People who have received the Johnson & Johnson (J&J) covid-19 vaccine can benefit from a booster dose from Pfizer or Moderna, showed preliminary results of an American study published on Wednesday (13).
The study, funded by the National Institutes of Health (NIH), was eagerly awaited in the United States because it looked at the possibility of “mixing” vaccines, using an immunizer different from the initial doses for the booster vaccine, which is currently not allowed. in the country.
The study was conducted on 458 adults vaccinated with one of three US-approved brands (Pfizer, Moderna or J&J) for at least 12 weeks.
Each of these three groups was divided into three new groups to receive one of the available vaccines as a booster. The nine groups consisted of about 50 people each.
The researchers then tested antibody levels 15 days after the booster vaccine.
For people initially inoculated with J&J, antibody levels were four times higher after a J&J boost, 35 times higher after a Pfizer boost, and 76 times higher after a Moderna boost.
And antibody levels for those who originally received the Moderna injections were higher “regardless of the booster vaccine given,” compared to those who initially received Pfizer or J&J, according to the study.
The study emphasizes that no health problems were identified after administration of booster doses.

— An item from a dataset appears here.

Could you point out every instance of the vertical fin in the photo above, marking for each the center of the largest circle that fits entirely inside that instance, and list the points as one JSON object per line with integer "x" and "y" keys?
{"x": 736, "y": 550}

However, the study, which has not yet been peer-reviewed, has several limitations. The number of participants was small and the immune response can evolve over time, beyond the 15 days observed during the study.

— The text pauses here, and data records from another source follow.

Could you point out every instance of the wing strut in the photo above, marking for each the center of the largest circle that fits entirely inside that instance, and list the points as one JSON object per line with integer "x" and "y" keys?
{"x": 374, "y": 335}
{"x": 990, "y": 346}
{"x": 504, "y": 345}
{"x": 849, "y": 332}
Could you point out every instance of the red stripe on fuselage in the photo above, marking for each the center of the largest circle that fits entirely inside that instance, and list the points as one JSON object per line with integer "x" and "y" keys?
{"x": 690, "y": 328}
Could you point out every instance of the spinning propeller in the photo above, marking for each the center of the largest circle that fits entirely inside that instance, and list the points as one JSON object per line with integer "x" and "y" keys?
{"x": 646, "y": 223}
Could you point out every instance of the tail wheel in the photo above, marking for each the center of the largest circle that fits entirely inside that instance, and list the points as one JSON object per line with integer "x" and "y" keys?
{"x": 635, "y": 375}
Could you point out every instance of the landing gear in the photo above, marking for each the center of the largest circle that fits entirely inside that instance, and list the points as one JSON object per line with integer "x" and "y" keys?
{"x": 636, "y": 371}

“It’s important not to get carried away by discoveries,” tweeted Peter Hotez, a professor at Baylor College of Medicine.
The results of testing a second J&J booster vaccine conducted by the company itself were “impressive,” he said.

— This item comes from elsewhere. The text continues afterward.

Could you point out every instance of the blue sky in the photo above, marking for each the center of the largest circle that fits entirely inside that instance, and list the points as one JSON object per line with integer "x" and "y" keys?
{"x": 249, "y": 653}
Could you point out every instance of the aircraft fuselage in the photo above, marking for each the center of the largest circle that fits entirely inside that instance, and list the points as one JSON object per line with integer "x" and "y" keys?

The NIH study is expected to prompt discussions by a committee of experts at the US Food and Drug Administration (FDA), which is scheduled to review requests for booster shots from Moderna and J&J this Thursday and Friday, respectively. .
A Pfizer booster has already been approved in the United States for certain populations, such as people 65 and older, adults with high-risk medical conditions, and those in jobs where they are frequently exposed to coronavirus.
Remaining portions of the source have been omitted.